Pourquoi l’écologie est-elle au cœur du projet d’émancipation humaine  ?

mardi 24 novembre 2015.
 

A) Avant l’irréversible, l’enjeu du politique

par Élisabeth Godfrid, philosophe 
au CNRS

Dans les tombes d’Homo sapiens, des parures de coquillages. Sous terre, des objets de la vie encore. Le tranchant de la perte, là, comme émoussé, un voile posé sur l’insupportable de la mort. Petit arrangement d’un rituel qui tente d’oublier, de faire oublier ce avec quoi on ne peut transiger  : une irréversibilité. Dans l’événement de Charlie, c’est ce voile qui s’est déchiré. L’irréversibilité a resurgi crûment, violemment. Jamais plus Cabu, jamais plus Wolinski et les autres. La foule qui défila en silence, les pancartes «  Je suis/Nous sommes Charlie  » ont renoué le fil des coquillages, recréant à nouveau, entre les vivants et les morts, le lien du seul commun  : une finitude humaine dans la contingence. Ceux qui ont tué ont décidé ce qui, sans consentement, ne peut l’être  : l’heure d’une mort, s’octroyant sur l’autre un droit de vie/de mort. La terreur s’y fonde, désir de se rendre maître de l’événement, de capturer l’insaisissable, le mouvement d’une vie, l’«  entre  » du passage. Cet «  entre  » que le rituel a tenté de réinsuffler, les «  Je suis/Nous sommes Charlie  » faisant comme renaître le lien que la terreur a voulu rompre, des vies reliées d’avoir en partage cela même qui les délie  : la communauté de la mort.

Le politique s’inaugure dans ce sentiment d’un partage, dans la conscience d’une responsabilité envers lui, où pas un ne peut se substituer à la contingence, provoquant, avançant l’heure d’une mort. User un homme, l’affaiblir, l’épuiser jusqu’à le faire mourir, ou la fin du politique. Ne plus veiller au souffle de l’autre.

Entre les Homo sapiens réunis autour du feu et ceux d’aujourd’hui, un même souci  : se mettre ensemble pour être moins vulnérables. Vulnus, la blessure. Homme ouvert, précaire, l’à-venir de son souffle toujours incertain, ne pouvant maîtriser l’événement de l’«  entre  ». Le passage se fera-t-il  ? L’inspire arrivera-t-il ou non  ? «  Tout mouvement nous découvre  », dit Montaigne. Phrase vertigineuse de l’homme qui avance dans le mystère, à découvert. Mouvement passant, toujours sous le sceau d’un «  peut-être  ». Le politique ne garantit rien, juste donne les conditions de possibilité pour que tous puissent s’élancer vers ce «  peut-être  ». Code d’Hammourabi  : «  apporter les règles du droit dans le pays… de sorte que le puissant ne puisse nuire au faible  ». Déclaration des droits de l’homme et du citoyen le 26 août 1789 : «  La liberté consiste à pouvoir faire tout ce qui ne nuit pas à autrui.  » Une écologie, alors, ne peut être que politique, l’intérêt commun étant l’autre nom d’une politique des coexistences.
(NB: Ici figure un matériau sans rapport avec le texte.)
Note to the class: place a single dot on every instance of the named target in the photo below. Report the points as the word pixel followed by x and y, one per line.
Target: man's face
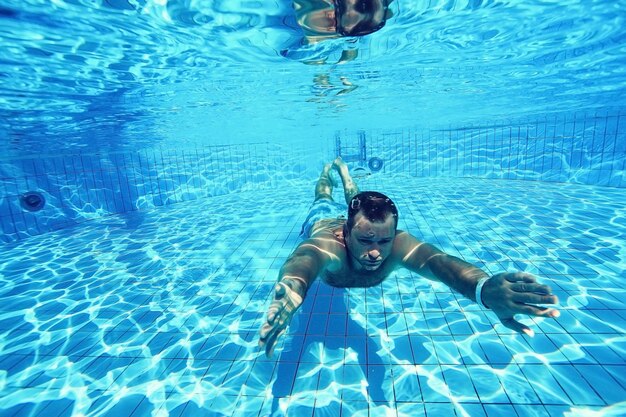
pixel 370 14
pixel 370 243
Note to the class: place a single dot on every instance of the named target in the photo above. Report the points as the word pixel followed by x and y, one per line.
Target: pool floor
pixel 156 313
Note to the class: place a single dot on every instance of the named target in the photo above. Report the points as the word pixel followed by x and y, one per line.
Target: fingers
pixel 268 337
pixel 531 310
pixel 519 276
pixel 533 298
pixel 532 287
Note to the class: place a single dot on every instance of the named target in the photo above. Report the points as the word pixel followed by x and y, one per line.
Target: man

Ne pas lutter ensemble contre le réchauffement climatique, ne pas restreindre l’émission des gaz à effet de serre, dépasser les 2° C, reporter toujours plus tard les moyens de les diminuer au nom des «  nécessités  » de la concurrence, des rivalités de puissance privées et étatiques, avancera l’heure de la mort des espèces les plus vulnérables, humaines et non humaines, condamnées par une terreur moins visible mais tout aussi mortifère  : l’indifférence de ceux qui, ne voulant pas renoncer à l’égo-centrement d’un accaparement, se substituent de fait à la contingence, s’autorisant d’être arbitre d’un droit à l’existence. La terreur ici n’a pas besoin de guillotine pour tuer  : elle fait mourir de laisser mourir. N’éprouvant pas le sentiment d’un partage, elle départage, cyniquement  : ceux qui vivront et mourront un jour, ceux qui mourront non dans l’imprévisible de la contingence mais par des hommes, par leurs choix économiques, visant une politique veillant davantage sur leurs intérêts particuliers que sur l’usure prématurée.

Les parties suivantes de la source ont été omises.